Docker Compose Setup
A working tracing stack fits in a compact Compose file:
services:
otel-collector:
image: otel/opentelemetry-collector-contrib:0.96.0
volumes:
- ./otel-collector-config.yaml:/etc/otelcol-contrib/config.yaml
ports:
- "4317:4317"
- "4318:4318"
jaeger:
image: jaegertracing/all-in-one:1.54
environment:
COLLECTOR_OTLP_ENABLED: "true"
ports:
- "16686:16686" # UI
- "4317" # OTLP gRPC
order-service:
build: ./src/OrderService
environment:
OTEL_EXPORTER_OTLP_ENDPOINT: http://otel-collector:4317
OTEL_SERVICE_NAME: order-service
After docker compose up, the Jaeger UI is available on port 16686. Search by service name, filter by duration or status, and click a trace to see the full request flow.
Context Propagation: The Secret Sauce
Tracing works across service boundaries because context is automatically passed along in HTTP headers. The W3C Trace Context format (traceparent header) is the standard. Most HTTP clients and frameworks propagate this automatically when the OTel SDK is active.
Where things break: message queues. With asynchronous communication via RabbitMQ or Kafka, trace context must be explicitly passed in message headers.
// Producer
var propagator = Propagators.DefaultTextMapPropagator;
propagator.Inject(
new PropagationContext(Activity.Current!.Context, Baggage.Current),
message.Headers,
(headers, key, value) => headers[key] = value
);
// Consumer
var parentContext = propagator.Extract(
default,
message.Headers,
(headers, key) => headers.TryGetValue(key, out var val) ? [val] : []
);
using var activity = Source.StartActivity("ProcessMessage",
ActivityKind.Consumer, parentContext.ActivityContext);
Without this piece, the trace stops at the queue producer and a new, unrelated trace starts at the consumer. End-to-end visibility is gone.
What Tracing Delivers
| Scenario | Without Tracing | With Tracing |
|---|---|---|
| Finding slow endpoints | Hours of log file searching | Filter on latency > 2s, click trace open |
| Debugging cascade failures | Teams pointing fingers | Trace shows exactly which downstream call fails |
| Performance regression | Only visible after complaints | Span duration dashboards show trends |
| Dependency mapping | Manually maintained wiki | Automatically generated from traces |
Common Pitfalls
A few things that go wrong in practice. First: too many custom spans. Every span has overhead. A span around every method call makes traces unreadable and costs performance. Instrument at the level of business operations and external calls, not at method level.

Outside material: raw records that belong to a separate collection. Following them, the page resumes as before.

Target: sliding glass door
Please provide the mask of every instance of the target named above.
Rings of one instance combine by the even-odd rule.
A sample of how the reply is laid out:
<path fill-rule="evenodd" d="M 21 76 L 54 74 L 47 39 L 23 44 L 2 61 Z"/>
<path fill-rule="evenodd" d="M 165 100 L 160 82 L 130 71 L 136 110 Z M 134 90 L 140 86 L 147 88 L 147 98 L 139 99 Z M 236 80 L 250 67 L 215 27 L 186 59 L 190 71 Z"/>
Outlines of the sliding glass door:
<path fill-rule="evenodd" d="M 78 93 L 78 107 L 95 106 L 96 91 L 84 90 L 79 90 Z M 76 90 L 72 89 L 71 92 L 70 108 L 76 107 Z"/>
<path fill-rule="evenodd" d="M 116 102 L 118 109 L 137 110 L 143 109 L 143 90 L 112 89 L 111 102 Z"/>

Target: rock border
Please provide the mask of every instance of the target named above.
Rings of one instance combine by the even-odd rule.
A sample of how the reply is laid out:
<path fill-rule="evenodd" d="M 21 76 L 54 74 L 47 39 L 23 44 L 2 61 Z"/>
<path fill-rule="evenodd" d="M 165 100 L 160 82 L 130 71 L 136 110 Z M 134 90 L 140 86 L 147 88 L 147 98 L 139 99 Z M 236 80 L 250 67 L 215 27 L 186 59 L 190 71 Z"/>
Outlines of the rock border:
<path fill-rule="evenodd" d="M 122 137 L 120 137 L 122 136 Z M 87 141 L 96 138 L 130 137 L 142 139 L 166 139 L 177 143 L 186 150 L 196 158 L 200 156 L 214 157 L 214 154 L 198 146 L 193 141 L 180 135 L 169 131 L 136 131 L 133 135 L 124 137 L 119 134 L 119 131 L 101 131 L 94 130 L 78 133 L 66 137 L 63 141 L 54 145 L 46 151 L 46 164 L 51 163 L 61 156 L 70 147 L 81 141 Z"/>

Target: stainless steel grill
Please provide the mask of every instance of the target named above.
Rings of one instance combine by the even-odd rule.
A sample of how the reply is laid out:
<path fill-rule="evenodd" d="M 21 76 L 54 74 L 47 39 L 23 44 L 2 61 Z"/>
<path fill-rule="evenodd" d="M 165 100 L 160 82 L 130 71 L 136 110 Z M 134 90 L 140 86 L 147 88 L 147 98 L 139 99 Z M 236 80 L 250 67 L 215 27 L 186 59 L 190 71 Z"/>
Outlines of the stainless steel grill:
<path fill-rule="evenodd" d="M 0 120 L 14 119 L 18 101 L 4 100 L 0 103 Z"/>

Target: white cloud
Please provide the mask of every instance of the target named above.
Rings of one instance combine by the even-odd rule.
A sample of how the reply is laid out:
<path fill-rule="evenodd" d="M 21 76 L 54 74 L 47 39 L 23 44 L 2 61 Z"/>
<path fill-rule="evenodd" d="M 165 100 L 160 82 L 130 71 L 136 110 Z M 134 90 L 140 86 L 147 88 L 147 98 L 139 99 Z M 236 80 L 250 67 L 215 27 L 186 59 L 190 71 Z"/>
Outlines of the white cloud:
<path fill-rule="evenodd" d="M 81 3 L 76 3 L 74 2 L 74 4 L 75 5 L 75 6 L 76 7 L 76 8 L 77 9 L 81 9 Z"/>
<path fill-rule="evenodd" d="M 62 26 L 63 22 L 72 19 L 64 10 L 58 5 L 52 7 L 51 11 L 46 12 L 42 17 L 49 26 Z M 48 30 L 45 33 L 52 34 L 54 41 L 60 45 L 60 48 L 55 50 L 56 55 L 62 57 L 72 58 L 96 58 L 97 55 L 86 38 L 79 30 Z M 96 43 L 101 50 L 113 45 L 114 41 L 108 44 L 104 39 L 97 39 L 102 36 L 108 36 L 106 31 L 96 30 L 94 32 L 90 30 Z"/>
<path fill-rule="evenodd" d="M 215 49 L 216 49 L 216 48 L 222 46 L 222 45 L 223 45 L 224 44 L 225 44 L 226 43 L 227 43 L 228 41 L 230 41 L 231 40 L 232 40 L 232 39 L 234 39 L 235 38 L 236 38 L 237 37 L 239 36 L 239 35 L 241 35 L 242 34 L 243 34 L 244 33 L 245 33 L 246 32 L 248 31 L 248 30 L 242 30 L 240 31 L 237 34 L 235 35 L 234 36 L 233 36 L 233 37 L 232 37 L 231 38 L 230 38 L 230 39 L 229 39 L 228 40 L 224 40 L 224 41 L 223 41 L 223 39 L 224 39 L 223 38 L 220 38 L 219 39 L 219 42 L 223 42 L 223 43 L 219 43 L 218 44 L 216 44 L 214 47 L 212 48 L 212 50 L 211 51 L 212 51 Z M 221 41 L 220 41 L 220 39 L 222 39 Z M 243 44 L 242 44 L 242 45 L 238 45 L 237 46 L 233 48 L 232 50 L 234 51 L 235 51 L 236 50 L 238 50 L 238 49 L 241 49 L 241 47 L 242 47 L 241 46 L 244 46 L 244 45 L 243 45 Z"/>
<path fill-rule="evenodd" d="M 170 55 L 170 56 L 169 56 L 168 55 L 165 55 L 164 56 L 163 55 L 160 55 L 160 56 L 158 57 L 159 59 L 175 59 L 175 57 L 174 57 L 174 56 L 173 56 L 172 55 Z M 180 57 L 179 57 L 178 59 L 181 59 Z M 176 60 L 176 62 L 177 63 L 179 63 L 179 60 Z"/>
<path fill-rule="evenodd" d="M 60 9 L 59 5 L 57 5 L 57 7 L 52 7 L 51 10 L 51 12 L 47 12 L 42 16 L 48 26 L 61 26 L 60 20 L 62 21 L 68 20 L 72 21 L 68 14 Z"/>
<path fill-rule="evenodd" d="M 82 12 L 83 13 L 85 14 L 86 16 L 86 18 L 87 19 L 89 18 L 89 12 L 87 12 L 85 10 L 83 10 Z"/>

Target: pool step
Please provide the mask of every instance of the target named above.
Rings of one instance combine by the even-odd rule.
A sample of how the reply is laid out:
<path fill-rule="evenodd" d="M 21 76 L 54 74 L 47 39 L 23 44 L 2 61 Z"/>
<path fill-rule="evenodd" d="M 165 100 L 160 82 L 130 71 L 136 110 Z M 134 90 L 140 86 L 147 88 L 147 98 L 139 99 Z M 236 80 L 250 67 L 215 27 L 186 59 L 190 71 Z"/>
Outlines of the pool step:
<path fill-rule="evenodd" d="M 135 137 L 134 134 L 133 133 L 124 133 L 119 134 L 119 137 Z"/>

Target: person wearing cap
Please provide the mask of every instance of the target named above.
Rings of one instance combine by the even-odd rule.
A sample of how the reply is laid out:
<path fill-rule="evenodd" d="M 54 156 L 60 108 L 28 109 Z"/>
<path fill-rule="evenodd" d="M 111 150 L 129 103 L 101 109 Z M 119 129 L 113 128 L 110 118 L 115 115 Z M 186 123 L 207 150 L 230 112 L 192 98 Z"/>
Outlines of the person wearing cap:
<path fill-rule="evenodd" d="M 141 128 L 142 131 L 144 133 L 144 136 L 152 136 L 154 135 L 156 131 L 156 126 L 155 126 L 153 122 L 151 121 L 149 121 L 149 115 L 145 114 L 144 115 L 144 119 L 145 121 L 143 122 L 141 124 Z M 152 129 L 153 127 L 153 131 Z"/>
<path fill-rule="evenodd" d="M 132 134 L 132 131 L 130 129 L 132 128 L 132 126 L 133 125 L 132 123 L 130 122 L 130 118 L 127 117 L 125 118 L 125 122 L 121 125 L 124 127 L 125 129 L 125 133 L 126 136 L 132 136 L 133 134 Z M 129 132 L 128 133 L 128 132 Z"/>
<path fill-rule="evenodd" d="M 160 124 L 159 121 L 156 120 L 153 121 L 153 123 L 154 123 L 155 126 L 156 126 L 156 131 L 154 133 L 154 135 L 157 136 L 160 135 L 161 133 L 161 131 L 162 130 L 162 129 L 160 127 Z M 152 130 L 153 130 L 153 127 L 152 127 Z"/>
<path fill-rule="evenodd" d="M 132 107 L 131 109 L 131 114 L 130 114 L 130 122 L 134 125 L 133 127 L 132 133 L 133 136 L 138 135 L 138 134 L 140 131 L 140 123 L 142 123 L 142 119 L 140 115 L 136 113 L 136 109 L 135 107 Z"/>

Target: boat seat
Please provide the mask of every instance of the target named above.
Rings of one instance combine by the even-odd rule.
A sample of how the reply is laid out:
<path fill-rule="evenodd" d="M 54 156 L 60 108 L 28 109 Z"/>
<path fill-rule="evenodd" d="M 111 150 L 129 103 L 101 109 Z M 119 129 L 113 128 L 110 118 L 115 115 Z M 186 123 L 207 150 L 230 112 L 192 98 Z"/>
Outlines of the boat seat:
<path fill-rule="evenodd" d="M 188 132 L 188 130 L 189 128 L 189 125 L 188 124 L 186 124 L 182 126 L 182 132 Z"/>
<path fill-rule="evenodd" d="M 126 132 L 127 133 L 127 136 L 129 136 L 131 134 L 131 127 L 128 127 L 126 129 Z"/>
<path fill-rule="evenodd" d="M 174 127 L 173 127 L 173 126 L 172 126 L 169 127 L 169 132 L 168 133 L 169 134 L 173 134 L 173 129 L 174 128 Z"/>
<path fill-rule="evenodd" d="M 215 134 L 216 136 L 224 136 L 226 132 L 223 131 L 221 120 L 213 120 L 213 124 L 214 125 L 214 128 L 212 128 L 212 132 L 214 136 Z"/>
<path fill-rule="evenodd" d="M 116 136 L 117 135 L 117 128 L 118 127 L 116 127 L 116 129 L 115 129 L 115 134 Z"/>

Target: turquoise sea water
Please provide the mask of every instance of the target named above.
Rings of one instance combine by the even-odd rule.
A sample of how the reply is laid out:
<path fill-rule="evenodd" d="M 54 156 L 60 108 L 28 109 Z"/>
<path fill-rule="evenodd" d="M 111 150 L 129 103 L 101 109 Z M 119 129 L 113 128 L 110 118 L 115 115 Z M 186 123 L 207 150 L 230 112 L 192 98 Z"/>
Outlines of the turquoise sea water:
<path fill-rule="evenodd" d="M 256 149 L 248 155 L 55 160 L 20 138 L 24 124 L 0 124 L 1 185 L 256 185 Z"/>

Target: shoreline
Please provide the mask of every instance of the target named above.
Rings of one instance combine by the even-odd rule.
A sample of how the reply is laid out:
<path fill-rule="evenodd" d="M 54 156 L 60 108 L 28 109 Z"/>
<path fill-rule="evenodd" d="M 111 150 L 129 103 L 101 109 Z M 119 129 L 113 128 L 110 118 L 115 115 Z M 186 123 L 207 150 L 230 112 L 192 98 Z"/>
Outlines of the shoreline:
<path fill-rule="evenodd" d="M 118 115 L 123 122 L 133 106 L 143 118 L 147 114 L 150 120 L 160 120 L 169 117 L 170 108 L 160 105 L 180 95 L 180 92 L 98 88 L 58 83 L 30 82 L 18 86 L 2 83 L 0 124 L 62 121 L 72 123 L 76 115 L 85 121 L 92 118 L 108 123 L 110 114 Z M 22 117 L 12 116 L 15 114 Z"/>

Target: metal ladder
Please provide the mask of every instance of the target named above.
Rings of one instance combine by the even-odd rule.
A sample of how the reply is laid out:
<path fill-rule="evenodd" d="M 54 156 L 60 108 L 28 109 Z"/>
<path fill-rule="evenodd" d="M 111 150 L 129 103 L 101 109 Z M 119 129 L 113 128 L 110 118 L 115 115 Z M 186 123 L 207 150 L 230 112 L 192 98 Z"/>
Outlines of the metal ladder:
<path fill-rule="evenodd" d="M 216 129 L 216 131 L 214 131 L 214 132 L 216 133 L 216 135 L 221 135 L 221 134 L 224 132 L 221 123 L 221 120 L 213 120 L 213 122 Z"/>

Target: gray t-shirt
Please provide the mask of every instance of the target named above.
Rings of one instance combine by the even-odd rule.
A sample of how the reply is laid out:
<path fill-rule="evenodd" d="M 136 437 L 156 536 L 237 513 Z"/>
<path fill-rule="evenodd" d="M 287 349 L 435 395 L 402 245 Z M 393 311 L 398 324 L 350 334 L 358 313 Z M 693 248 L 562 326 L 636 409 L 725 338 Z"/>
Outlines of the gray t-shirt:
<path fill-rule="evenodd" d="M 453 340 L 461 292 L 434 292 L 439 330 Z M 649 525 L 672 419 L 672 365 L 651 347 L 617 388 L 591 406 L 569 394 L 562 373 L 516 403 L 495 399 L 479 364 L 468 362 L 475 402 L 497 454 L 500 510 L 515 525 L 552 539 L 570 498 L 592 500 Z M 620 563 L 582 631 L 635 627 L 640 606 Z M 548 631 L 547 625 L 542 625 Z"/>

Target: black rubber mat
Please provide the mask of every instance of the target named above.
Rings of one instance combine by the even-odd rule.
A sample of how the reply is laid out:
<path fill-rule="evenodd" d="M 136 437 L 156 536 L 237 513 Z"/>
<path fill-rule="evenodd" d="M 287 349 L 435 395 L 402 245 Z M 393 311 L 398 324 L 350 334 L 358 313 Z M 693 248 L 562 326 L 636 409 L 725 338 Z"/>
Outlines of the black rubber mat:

Second: forgetting to configure the sampling rate. By default, the SDK sends everything. At 10,000 requests per second, that's a firehose of data hammering the network and storage.
And finally: deploying tracing but never looking at it. Sounds obvious. Yet many teams run Jaeger for months without anyone opening the UI. Build tracing into the incident response workflow: first step during a production issue is always checking recent traces.
Wrapping Up
Distributed tracing is the third pillar of observability, alongside metrics and logging. With OpenTelemetry as a standardized SDK and a lightweight backend like Jaeger, the barrier to entry is low. The investment in instrumentation pays for itself at the first serious production incident where a trace reveals in minutes what would otherwise have taken hours of debugging.